Diving the Manacles - Lizard Peninsula, Cornwall UK

A wonderful 3 days diving on the Manacles. We dived the major reef drop offs on the Vase, Penwin and Raglan reefs, a drift and 2 wrecks. Great visibility underwater, a pod of bottle-nose dolphins and wonderful sunshine. The underwater scenery on the Manacles is fantastic with the nooks and crannies hiding all manner of life from squat lobsters, prawns, blennies and shore crabs to the large spider crabs and conger eels. The kelp beds above 12 meters always provide lots to look at as you decompress with the fronds hiding nudibranchs and small crustaceans and the forest of stalks a thoroughfare for the wrasse that dominate with the Cuckoo wrasse (Labrus mixtus) posing and challenging in their bright colours and the ever inquisitive Ballan wrasse (Labrus bergylta) seeing if you've stirred up anything to eat. The wrecks are alive with shoals of bib, congers peek out from the metal plates and rusting boilers and the sea floor wriggles with tube worms, scallops, urchins, brittle stars and other starfish. All of the exposed surfaces in the tidal areas are covered in filter feeders with the walls coated in jewel, plumose and other anemones, dead man's fingers, soft corals and sponges waiting for slack to pass and the race of nutrients to pick up as we end our dives. Toby, vigilant as ever, spotted an impressive angler fish (Lophius piscatorius) on the seabed beyond the boilers on the 23m deep wreck of the Epsilon.

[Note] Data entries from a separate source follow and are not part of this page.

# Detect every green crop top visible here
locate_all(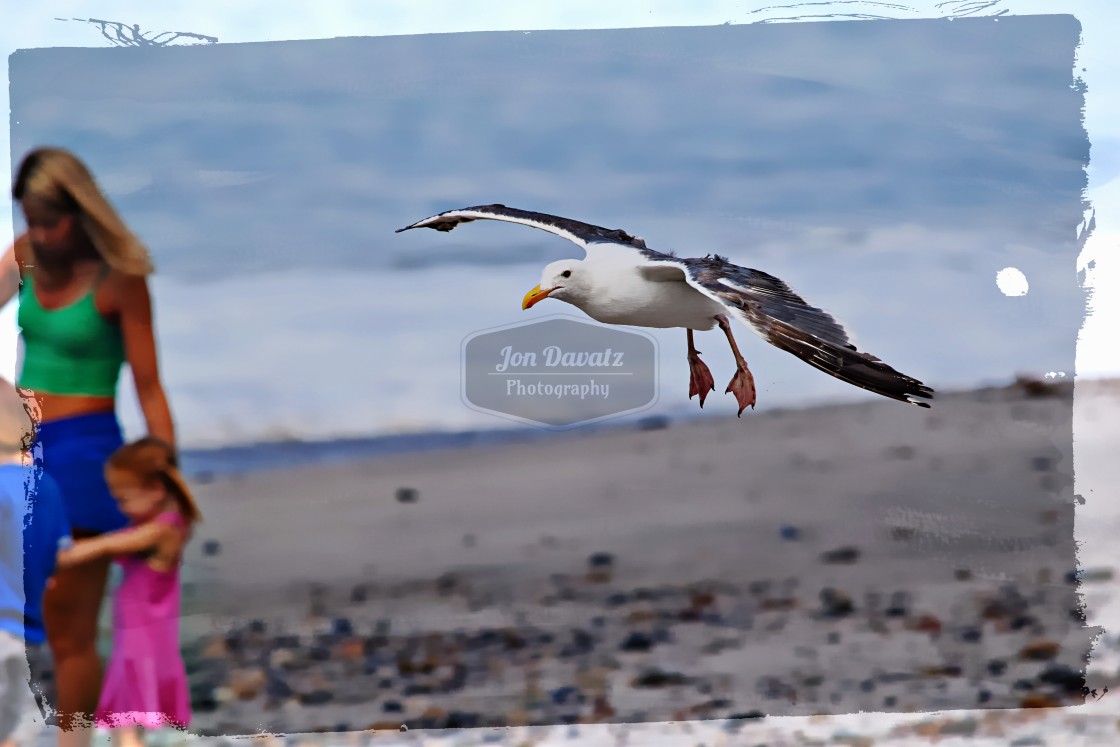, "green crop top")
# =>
[17,273,124,396]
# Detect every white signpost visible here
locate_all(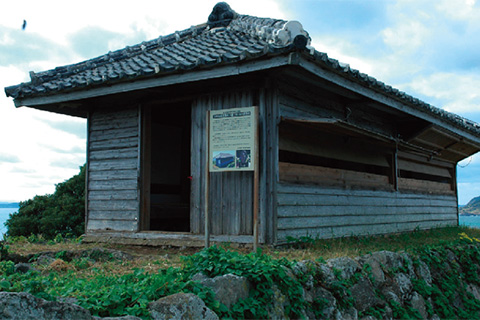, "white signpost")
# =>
[205,107,258,250]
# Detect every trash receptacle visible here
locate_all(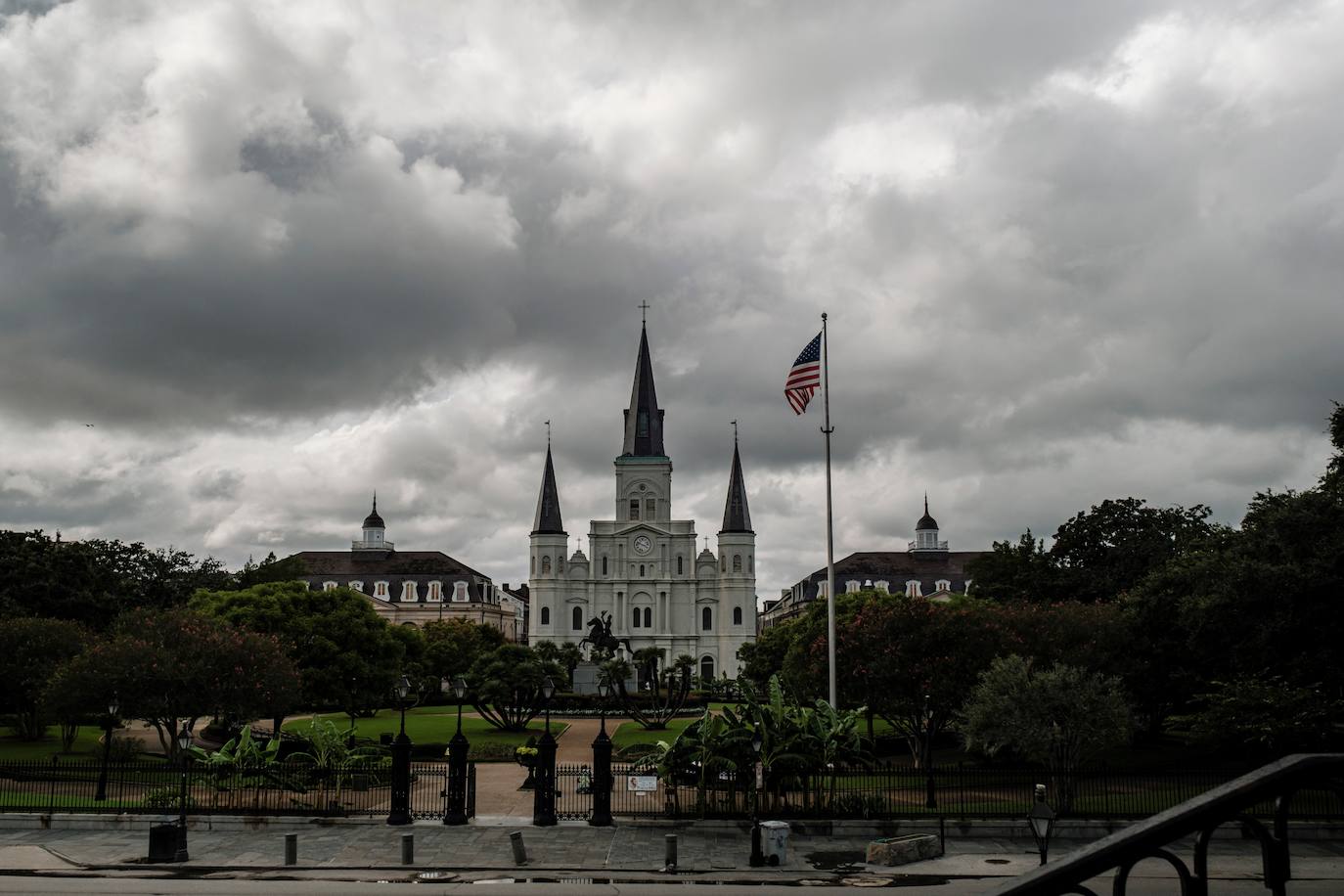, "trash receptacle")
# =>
[761,821,789,865]
[150,822,177,863]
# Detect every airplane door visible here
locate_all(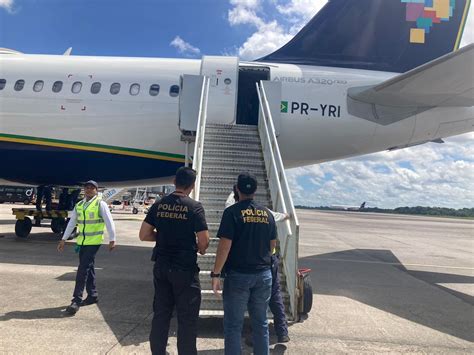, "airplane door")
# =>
[178,74,204,132]
[201,56,239,124]
[260,80,282,137]
[237,66,270,125]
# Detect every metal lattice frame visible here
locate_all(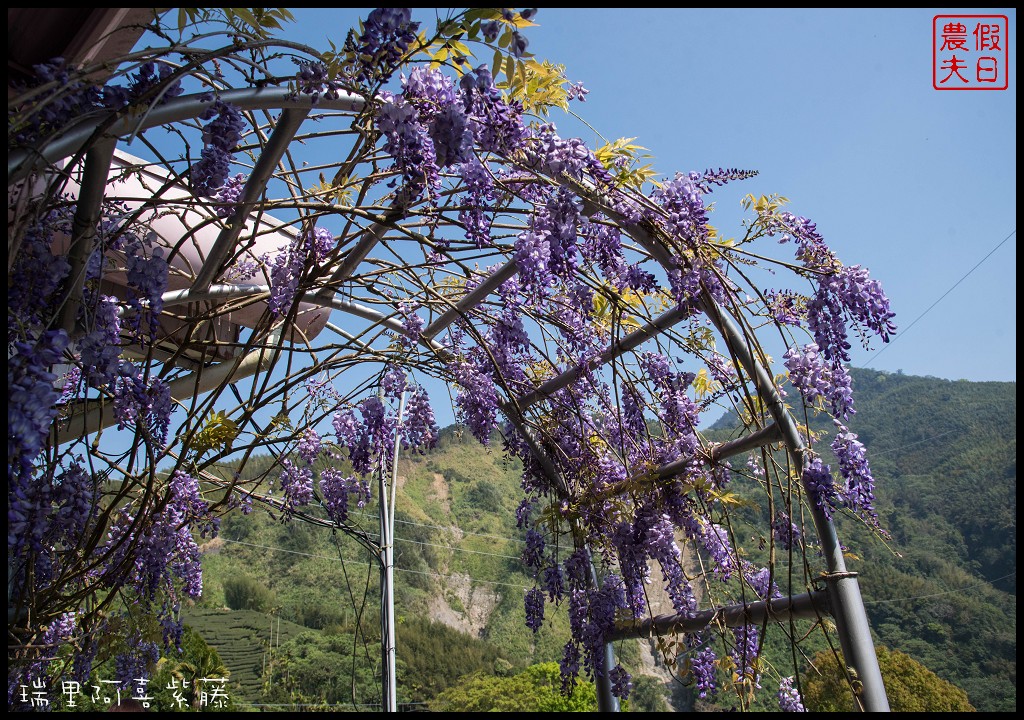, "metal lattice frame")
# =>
[8,70,888,711]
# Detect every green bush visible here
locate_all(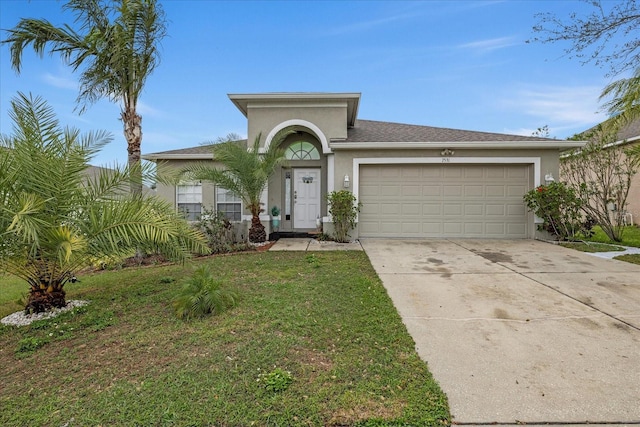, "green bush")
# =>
[327,190,362,243]
[173,265,237,320]
[198,208,248,254]
[524,182,590,240]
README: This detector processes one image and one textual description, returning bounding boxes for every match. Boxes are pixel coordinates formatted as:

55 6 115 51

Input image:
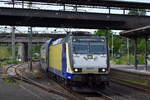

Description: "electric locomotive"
41 31 109 88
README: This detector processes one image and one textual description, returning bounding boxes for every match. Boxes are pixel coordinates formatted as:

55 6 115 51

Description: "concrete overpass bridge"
0 33 66 43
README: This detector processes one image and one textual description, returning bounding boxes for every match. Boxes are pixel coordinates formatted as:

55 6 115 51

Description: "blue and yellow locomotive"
41 31 109 87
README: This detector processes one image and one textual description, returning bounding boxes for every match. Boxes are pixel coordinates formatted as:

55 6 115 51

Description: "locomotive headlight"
102 68 106 72
98 68 107 72
74 68 82 72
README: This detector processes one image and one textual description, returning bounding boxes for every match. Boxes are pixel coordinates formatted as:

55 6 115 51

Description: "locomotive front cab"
67 36 109 86
72 37 108 74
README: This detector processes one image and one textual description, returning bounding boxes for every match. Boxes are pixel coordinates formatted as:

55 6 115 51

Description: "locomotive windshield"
74 42 106 54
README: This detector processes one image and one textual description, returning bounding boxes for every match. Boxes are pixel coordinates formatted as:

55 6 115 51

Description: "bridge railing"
0 0 150 16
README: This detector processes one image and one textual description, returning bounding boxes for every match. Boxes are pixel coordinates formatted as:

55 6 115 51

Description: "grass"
2 74 15 84
0 60 21 67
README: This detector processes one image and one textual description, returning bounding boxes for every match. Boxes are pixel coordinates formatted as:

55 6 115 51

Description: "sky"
0 0 150 33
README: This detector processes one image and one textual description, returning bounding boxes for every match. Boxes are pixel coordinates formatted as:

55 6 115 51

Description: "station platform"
0 63 64 100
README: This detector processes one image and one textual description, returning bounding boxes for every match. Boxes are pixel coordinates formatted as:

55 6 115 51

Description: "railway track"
15 77 113 100
111 78 150 94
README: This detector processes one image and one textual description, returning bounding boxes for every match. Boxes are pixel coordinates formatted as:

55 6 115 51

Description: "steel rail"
96 91 114 100
111 78 150 94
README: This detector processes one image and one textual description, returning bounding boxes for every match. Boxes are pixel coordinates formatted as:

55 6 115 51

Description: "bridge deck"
0 8 150 30
17 0 150 9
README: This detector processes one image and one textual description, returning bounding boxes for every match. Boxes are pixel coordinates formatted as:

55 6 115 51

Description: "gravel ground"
105 83 150 100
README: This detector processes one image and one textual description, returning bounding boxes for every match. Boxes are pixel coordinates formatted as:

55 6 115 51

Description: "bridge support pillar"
18 43 28 62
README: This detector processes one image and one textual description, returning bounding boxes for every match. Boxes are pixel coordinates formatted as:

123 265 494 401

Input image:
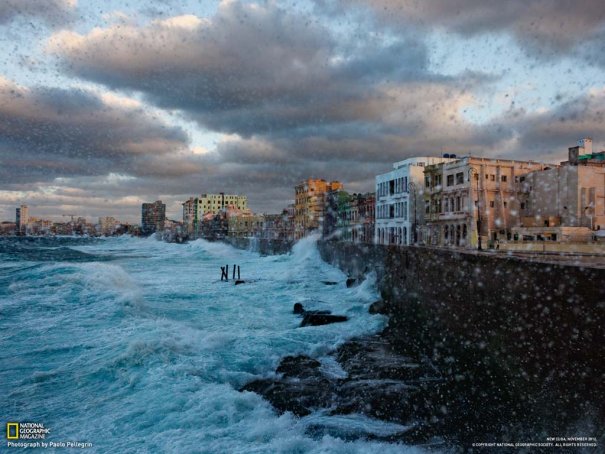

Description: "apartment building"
294 178 343 239
421 156 552 248
374 157 455 244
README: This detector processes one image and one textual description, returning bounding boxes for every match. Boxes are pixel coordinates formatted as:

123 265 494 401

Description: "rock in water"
368 300 389 315
347 277 359 288
300 312 349 326
292 303 332 315
276 355 321 378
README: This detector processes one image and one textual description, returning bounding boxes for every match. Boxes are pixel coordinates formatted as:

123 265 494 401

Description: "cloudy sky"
0 0 605 222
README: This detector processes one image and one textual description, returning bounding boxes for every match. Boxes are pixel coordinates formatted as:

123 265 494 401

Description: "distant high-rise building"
15 205 29 235
141 200 166 235
196 192 248 217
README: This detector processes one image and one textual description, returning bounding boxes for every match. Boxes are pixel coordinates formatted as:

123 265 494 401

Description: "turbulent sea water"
0 237 420 454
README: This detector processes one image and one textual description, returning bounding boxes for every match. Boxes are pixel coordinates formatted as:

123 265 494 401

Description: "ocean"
0 237 422 454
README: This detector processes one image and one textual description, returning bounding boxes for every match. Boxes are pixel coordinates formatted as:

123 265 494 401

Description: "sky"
0 0 605 222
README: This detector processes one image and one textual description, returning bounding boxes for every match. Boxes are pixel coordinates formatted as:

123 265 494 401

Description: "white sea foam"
0 237 428 454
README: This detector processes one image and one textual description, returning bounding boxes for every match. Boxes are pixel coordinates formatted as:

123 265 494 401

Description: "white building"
375 157 453 244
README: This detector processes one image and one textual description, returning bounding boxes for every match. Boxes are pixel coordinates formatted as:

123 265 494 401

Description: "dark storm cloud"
49 2 447 136
0 79 193 185
502 89 605 163
48 2 502 176
328 0 605 55
0 0 76 26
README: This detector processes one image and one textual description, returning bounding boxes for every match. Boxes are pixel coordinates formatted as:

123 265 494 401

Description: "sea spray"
0 237 418 453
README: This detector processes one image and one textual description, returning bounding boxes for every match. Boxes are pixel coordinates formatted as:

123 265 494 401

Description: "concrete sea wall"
229 234 605 436
222 238 294 255
319 242 605 427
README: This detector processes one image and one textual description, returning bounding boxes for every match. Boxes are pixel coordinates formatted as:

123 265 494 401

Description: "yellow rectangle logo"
6 422 19 440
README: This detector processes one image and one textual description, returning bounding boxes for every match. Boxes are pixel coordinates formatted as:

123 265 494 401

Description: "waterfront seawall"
226 241 605 440
318 241 605 427
222 237 294 255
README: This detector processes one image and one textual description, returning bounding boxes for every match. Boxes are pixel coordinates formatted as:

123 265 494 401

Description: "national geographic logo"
6 422 50 440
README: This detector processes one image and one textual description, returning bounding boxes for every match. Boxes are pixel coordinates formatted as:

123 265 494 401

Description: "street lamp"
408 181 418 244
468 167 483 251
584 204 593 231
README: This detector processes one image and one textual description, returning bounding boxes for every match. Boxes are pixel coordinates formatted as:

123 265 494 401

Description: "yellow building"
513 139 605 242
421 156 549 248
294 178 343 239
196 192 248 217
228 210 265 238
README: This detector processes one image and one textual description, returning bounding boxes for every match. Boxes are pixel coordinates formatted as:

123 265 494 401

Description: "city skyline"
0 0 605 222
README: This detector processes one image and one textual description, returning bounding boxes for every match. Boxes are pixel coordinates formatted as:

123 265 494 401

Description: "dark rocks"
276 355 321 378
321 281 338 285
368 300 389 315
242 336 442 443
300 312 349 327
292 303 332 315
240 355 334 416
347 277 360 288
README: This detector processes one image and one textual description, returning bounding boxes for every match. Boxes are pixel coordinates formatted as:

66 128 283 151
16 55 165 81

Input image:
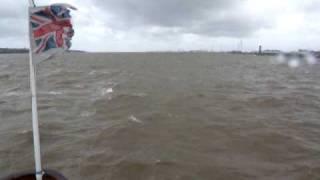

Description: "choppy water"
0 53 320 180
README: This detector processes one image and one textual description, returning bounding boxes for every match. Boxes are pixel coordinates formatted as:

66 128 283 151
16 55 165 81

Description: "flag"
29 4 75 63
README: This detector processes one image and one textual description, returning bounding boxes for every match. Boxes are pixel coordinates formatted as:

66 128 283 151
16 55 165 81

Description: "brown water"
0 53 320 180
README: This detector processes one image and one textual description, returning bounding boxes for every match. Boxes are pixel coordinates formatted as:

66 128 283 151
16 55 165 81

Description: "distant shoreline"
0 48 320 58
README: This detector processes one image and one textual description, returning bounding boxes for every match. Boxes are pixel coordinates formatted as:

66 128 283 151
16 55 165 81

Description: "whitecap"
128 115 143 124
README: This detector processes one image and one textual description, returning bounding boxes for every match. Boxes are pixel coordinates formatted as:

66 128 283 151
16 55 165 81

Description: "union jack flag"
30 4 74 54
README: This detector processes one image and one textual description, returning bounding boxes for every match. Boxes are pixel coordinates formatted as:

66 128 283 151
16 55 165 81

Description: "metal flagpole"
28 0 43 180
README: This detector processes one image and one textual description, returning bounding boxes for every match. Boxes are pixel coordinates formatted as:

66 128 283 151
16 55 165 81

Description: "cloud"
95 0 270 37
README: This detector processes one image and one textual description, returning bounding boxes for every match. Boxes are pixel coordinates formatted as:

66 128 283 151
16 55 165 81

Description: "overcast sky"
0 0 320 51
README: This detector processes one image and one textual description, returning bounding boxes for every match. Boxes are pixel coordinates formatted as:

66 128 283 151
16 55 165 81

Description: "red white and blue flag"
30 4 75 61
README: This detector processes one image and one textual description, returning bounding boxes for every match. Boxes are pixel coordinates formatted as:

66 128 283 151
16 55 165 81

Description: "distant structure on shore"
0 48 29 54
0 48 85 54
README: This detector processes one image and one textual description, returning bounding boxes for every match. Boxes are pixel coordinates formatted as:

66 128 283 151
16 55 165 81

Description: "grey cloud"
95 0 268 37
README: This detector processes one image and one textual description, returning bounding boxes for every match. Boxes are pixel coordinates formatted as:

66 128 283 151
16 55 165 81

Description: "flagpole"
28 0 43 180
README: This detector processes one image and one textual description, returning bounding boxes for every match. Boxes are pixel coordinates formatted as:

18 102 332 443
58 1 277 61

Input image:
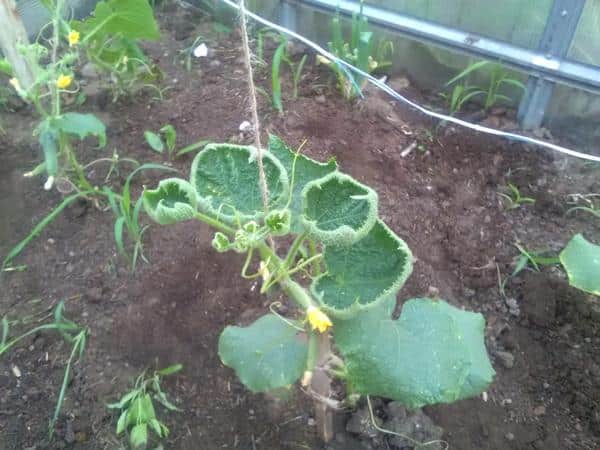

He was positioning himself to photograph the carpets of brittle stars and nearly put his hand on the angler fish, the camouflage is astonishing with the seaweed shaped flanges and mottled skin reminiscent of the wobbegong sharks of warmer seas. It's only having seen and recognised it that you can see it at all, lost against the surrounding seabed all but invisible except for the sharply defined and all seeing golden eye above the innocent looking lure and the wide subtle grin lined with pin sharp teeth.

Wreck of Epsilon:
274 nhp; triple expansion engines. The Dutch steamship Epsilon was on her way from Buenos Aires to Amsterdam, when she struck a mine and sank in the English Channel on January 31st, 1917. The mine was from the german minelaying submarine UC-17. The Epsilon was one of the three ships of the ”Vrachtvaart Maatschappij Bothnia” that were lost during WWI.